FORSYTH COUNTY, Ga. — When new gas stations come up on the Forsyth County Commission docket, there’s almost sure to be a string of residents registering concerns about the businesses’ proximity to their neighborhoods.
Debate over the issue highlighted a Nov. 6 Forsyth County Commission work session.
Officials directed county staff to explore current buffers for a recommendation as to how future applications should be considered.
Commissioner Cindy Jones Mills said she was worried about gas stations that are currently being developed.
“I’m saying because there’s one gas station that’s coming in right now, should we change our entire Unified Development Code because of that?” Mills said. “Just because (a neighborhood) doesn’t like one coming in, should we change our entire UDC?”
But Commission Chairman Todd Levent said the buffer issue will be decided so future stations will know what’s acceptable before even beginning the application process.
“How far would you want a gas station to be from your back deck with several hundred cars coming and going, especially at night?” Levent said. “You have to think about the noise and slamming doors and they’re heavy traffic areas. You come, get what you need and go. Fast in and fast out. Typically there’s not a house or subdivision right up behind them. We’re trying to protect those people from not being stuck after they’ve lived there a period of time.”
County Attorney Ken Jarrard said they could work on the zoning so the gas stations must be part of a shopping center. Levent agreed saying such an arrangement would help establish a buffer between the homes and the stores.
“The problem is we’re a bedroom community and we have subdivisions that are located on major highways like Ga. 400, Ga. 369 and McGinnis Ferry Road,” Mills said. “Now you have commercial wanting to come in. There will be other commercials that want to come in.”
Jarrard said gas stations are always zoned as Conditional Use Permits, and the conditions for those may prevent this problem.
“Commissioners could deny the CUP,” Levent said. “It happened a little while ago. The bottom line is you need minimum standards that are reasonable.”

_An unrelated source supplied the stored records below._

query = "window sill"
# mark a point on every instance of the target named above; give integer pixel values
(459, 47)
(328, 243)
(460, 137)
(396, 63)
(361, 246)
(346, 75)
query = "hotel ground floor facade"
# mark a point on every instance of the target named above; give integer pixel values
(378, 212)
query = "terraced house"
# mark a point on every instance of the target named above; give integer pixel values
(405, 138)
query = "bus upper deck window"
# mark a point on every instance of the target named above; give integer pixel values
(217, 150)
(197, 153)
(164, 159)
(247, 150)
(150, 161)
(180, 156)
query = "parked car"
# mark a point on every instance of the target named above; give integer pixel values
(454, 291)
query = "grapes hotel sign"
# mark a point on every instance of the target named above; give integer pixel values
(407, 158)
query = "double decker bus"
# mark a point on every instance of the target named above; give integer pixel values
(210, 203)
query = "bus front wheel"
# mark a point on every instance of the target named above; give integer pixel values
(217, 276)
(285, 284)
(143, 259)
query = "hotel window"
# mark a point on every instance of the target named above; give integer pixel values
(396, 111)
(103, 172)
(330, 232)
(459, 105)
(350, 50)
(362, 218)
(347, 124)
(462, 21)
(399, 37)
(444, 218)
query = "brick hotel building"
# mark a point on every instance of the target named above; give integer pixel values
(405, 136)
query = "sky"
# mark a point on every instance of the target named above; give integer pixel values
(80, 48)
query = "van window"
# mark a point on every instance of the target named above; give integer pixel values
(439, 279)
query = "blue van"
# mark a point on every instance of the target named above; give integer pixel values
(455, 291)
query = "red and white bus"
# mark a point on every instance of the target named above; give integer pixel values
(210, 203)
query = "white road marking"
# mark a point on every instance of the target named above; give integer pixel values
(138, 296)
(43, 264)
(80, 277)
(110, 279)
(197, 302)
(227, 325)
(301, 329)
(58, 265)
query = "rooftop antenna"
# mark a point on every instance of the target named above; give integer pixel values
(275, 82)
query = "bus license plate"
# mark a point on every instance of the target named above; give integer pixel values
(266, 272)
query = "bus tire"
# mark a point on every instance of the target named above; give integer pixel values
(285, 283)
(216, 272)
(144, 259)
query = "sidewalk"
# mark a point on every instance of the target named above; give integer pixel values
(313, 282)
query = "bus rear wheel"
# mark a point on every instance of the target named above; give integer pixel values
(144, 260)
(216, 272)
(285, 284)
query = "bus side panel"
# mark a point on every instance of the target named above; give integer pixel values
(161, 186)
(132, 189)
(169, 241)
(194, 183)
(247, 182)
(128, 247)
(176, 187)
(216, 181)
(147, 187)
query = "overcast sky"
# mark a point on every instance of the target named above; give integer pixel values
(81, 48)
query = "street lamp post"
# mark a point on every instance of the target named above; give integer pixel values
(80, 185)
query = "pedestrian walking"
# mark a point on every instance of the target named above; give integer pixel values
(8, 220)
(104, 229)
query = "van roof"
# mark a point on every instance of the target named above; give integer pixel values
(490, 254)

Commissioner Laura Semanson said her district deals with this often, but she wants the standards to be based on some sort of fact.
Mills agreed and said each situation needs to be determined on a case-by-case basis to see what’s surrounding the area and the location, rather than rendering decisions based on a set number.
“Just look out the window and see how close you’d want a gas station to your backyard,” Levent said. “Go measure it.”